|
Scaling horizontally can be done equally well with dedicated machines, but that's beside the point.
I'd say start with a 512 node. With increased traffic you'll know if you need to scale horizontally or vertically. For example, if you max out memory with number of application processes but CPU and IOPS are relatively unused, you'll benefit from vertical scaling. Using too much CPU while not utilizing all the memory means you should scale out horizontally.
Now before someone jumps in telling me that CPU will seldom be the bottleneck here... I happen to manage a node for a client which uses extremely inefficient PHP/MySQL application. Each request scans through tens of thousands of rows with complex sorted joins without proper indices, which translates to average of 120% CPU used for puny 4 requests per second (application requests, and some 20-30 r/s overall with static content), with frequent spikes up to above 300%.
Another angle here is that you'll likely max out bandwidth before you max out CPU, if your app is well written and optimized for your rdbms. In that case you need to scale horizontally.
Horizontal scaling is always nice because you then bring redundancy in the equation, but it is more difficult to manage, eg. you need either to offload uploadable content to a CDN, or do some NFS magic with a common static server. At any rate, you'll need to design your app to be server-agnostic, ie. never rely on assets being available on the local machine: files, images, sessions, ...
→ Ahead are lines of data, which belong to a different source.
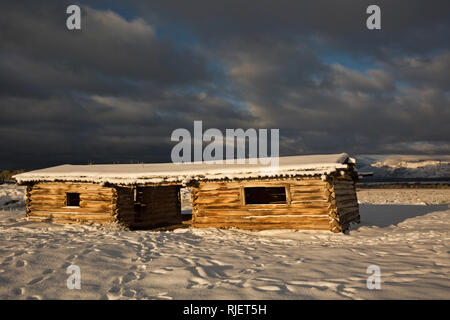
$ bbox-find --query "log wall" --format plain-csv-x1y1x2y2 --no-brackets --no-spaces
26,182,115,224
116,186,182,228
330,175,360,232
191,178,338,230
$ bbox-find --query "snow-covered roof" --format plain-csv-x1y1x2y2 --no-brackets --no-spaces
14,153,355,185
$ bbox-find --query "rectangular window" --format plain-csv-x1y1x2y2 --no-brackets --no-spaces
244,187,287,204
66,192,80,207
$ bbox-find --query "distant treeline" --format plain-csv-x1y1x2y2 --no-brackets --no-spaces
0,170,24,183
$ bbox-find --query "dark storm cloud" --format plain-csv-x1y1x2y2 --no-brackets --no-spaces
0,0,450,168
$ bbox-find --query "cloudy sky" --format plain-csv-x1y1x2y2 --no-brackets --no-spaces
0,0,450,169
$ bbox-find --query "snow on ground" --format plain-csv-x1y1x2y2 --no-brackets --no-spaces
0,185,450,299
0,184,26,210
358,189,450,204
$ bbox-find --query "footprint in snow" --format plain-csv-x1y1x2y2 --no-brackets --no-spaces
255,286,281,291
12,288,25,296
28,277,44,285
16,260,28,268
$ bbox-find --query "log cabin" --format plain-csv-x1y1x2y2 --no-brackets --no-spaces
14,153,360,232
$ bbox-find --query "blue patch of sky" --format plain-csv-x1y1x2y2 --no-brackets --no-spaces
320,53,379,72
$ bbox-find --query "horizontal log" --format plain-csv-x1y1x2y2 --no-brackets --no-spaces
335,193,357,201
333,189,356,196
30,211,115,221
193,215,330,225
195,188,241,197
195,197,241,205
31,182,113,192
195,208,329,216
338,206,359,217
192,222,330,230
291,192,328,201
30,206,112,214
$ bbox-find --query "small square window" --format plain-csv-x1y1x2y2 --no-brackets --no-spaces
66,192,80,207
244,187,287,204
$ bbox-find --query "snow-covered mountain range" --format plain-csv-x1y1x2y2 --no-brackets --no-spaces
356,155,450,181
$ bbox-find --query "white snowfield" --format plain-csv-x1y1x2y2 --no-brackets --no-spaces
0,185,450,299
14,153,355,184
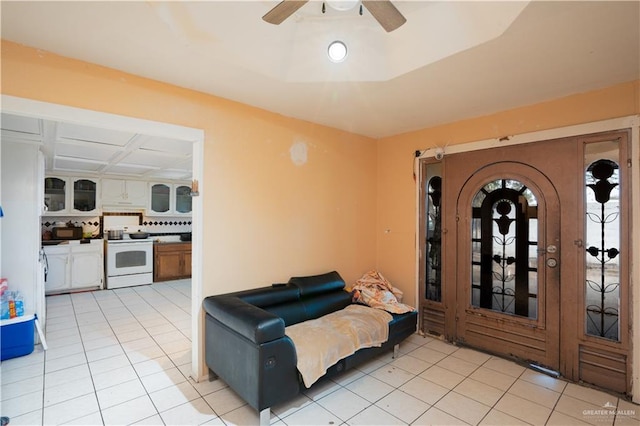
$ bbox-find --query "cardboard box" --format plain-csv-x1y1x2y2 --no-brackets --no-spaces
0,314,35,361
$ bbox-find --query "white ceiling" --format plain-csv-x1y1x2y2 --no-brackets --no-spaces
1,113,193,180
1,0,640,138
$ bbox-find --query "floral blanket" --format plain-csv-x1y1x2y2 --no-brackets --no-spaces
352,271,415,314
285,305,393,387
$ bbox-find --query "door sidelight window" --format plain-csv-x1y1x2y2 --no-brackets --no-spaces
584,141,621,341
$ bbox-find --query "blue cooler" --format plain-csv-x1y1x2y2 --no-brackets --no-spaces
0,314,36,361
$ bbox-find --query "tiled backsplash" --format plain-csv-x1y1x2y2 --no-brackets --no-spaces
41,216,191,235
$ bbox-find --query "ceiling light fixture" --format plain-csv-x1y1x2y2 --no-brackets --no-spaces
327,0,360,12
327,40,347,63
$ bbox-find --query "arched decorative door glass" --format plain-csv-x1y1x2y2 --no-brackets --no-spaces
471,179,538,319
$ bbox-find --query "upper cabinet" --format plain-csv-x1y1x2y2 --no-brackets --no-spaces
173,185,191,214
44,176,100,216
44,176,69,214
147,183,191,216
102,179,147,209
44,176,192,216
71,178,100,213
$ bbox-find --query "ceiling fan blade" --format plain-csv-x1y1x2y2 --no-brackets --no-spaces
262,0,309,25
362,0,407,33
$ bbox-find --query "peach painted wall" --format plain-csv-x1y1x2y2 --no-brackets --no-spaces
376,81,640,305
1,41,377,295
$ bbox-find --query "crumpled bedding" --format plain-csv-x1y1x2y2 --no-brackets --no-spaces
351,271,415,314
285,305,393,388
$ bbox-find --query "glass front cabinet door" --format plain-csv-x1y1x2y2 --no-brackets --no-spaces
150,183,172,214
44,176,69,214
72,178,99,214
174,185,191,214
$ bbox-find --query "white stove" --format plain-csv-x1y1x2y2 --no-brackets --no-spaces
103,216,153,289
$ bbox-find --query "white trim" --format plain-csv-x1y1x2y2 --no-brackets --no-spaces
1,95,205,381
414,115,640,403
629,125,640,404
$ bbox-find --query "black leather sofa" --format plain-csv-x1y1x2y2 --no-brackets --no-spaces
203,271,417,424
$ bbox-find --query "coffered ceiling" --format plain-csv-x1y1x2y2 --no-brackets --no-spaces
1,113,192,180
1,0,640,141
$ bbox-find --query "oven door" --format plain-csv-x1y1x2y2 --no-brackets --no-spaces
107,242,153,277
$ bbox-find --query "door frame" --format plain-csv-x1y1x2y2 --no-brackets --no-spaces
0,95,207,381
414,115,640,403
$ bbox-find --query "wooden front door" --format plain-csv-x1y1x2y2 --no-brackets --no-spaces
420,131,631,392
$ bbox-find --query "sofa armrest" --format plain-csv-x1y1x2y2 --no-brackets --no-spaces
203,296,285,344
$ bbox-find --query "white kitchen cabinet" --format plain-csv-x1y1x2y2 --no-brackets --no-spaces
44,245,71,294
44,176,100,216
44,240,104,294
102,179,147,209
44,176,69,215
173,184,193,215
69,177,101,216
147,182,191,216
71,244,104,289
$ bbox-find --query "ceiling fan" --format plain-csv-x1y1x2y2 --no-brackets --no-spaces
262,0,407,32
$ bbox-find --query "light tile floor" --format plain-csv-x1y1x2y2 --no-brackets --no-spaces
0,280,640,426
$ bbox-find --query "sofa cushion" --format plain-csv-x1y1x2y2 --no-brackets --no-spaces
302,290,351,326
203,296,284,343
289,271,345,298
236,284,300,308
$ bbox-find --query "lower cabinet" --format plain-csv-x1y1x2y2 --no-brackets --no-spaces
153,242,191,281
44,240,104,294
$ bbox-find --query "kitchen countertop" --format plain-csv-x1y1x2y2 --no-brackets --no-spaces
42,238,104,246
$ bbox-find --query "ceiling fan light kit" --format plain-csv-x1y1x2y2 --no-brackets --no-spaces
262,0,407,32
327,40,347,63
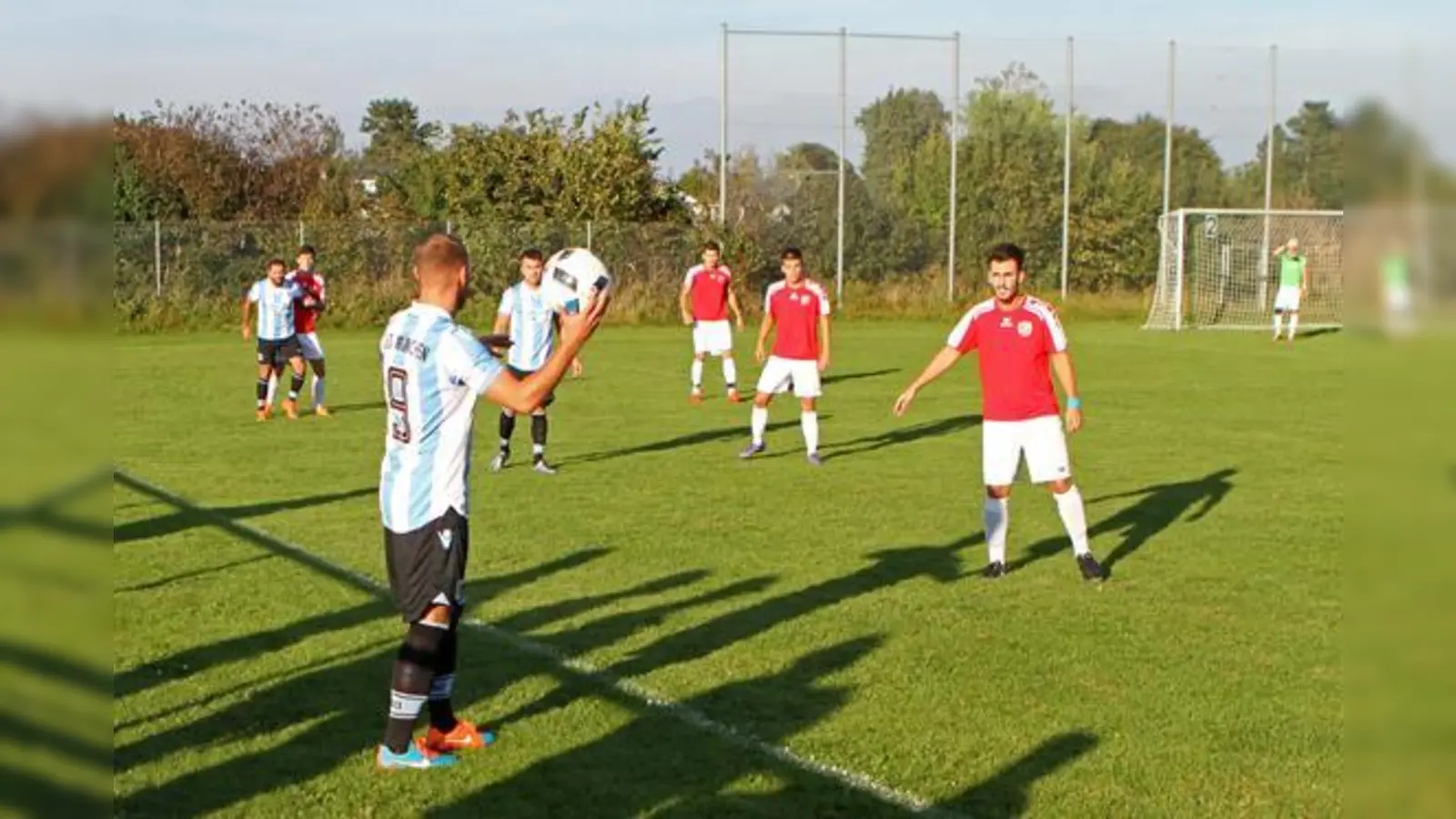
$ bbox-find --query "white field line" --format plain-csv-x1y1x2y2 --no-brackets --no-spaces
115,468,966,819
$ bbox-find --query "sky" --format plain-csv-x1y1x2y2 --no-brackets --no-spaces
0,0,1456,170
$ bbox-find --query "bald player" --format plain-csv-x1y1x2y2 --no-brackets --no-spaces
376,233,609,768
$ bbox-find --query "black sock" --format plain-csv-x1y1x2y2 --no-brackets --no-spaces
428,618,459,733
500,412,515,449
531,415,546,460
384,622,446,753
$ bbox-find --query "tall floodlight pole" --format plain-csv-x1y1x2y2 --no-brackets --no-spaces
1061,36,1076,301
718,24,728,228
1163,39,1178,216
834,26,849,306
945,32,961,301
1259,46,1279,305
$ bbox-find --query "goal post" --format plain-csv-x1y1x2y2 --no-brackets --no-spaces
1143,208,1344,329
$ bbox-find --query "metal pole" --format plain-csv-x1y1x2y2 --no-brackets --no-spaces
718,24,728,228
945,32,961,301
151,220,162,298
834,26,849,306
1061,36,1076,301
1259,46,1279,309
1163,39,1178,214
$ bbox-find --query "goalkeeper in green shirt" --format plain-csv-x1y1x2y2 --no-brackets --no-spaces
1274,239,1309,341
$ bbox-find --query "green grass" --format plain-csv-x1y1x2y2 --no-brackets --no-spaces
114,324,1352,817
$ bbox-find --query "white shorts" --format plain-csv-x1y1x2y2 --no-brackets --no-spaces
981,415,1072,487
759,356,823,398
298,332,323,361
1274,284,1299,313
693,319,733,356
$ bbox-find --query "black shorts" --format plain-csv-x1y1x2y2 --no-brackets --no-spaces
258,335,303,369
505,366,556,410
384,509,470,622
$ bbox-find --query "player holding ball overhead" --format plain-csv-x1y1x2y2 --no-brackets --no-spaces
894,243,1105,580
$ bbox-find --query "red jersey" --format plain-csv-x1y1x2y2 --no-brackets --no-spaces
288,269,325,332
945,296,1067,421
682,265,733,322
764,279,828,361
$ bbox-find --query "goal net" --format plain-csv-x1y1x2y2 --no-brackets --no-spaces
1143,210,1344,329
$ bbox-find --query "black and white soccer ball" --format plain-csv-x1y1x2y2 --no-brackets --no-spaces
541,248,613,315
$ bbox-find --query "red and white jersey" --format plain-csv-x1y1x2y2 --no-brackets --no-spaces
945,296,1067,421
764,278,828,361
288,269,325,332
682,264,733,322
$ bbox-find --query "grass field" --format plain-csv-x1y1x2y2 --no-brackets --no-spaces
114,324,1351,817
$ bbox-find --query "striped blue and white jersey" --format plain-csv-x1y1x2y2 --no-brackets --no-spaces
497,281,556,373
248,278,303,341
379,301,505,533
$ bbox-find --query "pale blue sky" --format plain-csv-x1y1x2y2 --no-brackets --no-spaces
0,0,1456,167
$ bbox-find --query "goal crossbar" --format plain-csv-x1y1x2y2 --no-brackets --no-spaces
1143,208,1344,329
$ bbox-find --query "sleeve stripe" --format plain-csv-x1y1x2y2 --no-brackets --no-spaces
1026,298,1067,353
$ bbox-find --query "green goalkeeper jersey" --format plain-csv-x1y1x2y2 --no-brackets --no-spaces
1380,254,1410,288
1279,252,1305,287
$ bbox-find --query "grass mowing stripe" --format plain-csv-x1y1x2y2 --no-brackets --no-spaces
114,468,966,819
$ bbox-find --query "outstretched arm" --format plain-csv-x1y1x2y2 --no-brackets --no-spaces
895,347,963,415
753,310,774,364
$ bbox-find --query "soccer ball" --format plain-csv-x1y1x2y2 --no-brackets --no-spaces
541,248,612,315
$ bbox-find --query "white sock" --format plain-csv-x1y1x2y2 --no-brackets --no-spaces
799,412,818,455
753,404,769,446
1051,487,1092,557
985,497,1010,562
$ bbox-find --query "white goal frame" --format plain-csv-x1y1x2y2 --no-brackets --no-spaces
1143,208,1344,331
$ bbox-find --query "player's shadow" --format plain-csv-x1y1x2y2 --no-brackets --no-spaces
1006,468,1239,571
500,538,974,726
427,635,903,817
823,415,981,460
106,548,609,699
820,368,900,386
114,571,774,814
563,415,832,463
114,473,379,543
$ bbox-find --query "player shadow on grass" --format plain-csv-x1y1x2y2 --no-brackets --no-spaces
0,640,112,816
0,466,112,547
114,487,379,543
498,538,971,727
1006,468,1239,572
562,415,832,465
114,571,774,814
823,415,981,460
425,635,901,816
106,548,609,699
However, scaling the database horizontally is not as easy and will require planning. Which also depends on your read-to-write ratio, ie. whether you can manage with single master for writes and many replicated nodes for read, which is not as difficult to achieve.
Linode offers backups but I don't know how that works for busy nodes (being file-based backup). Personally I'm not using it, I do offsite backups, which can be another Linode. tar -mtime ... | curl (S)FTP(S) for images, and database dumps for database, however that locks the database. I don't know about MySQL, but with PostgreSQL I can do continuous WAL archiving and PITR, without locking the db.
Also design the app to use a RDBMS in the core of your data management, but think ahead in that some day you might want to introduce layers of memcached or other nosql trickery to help out performance.
|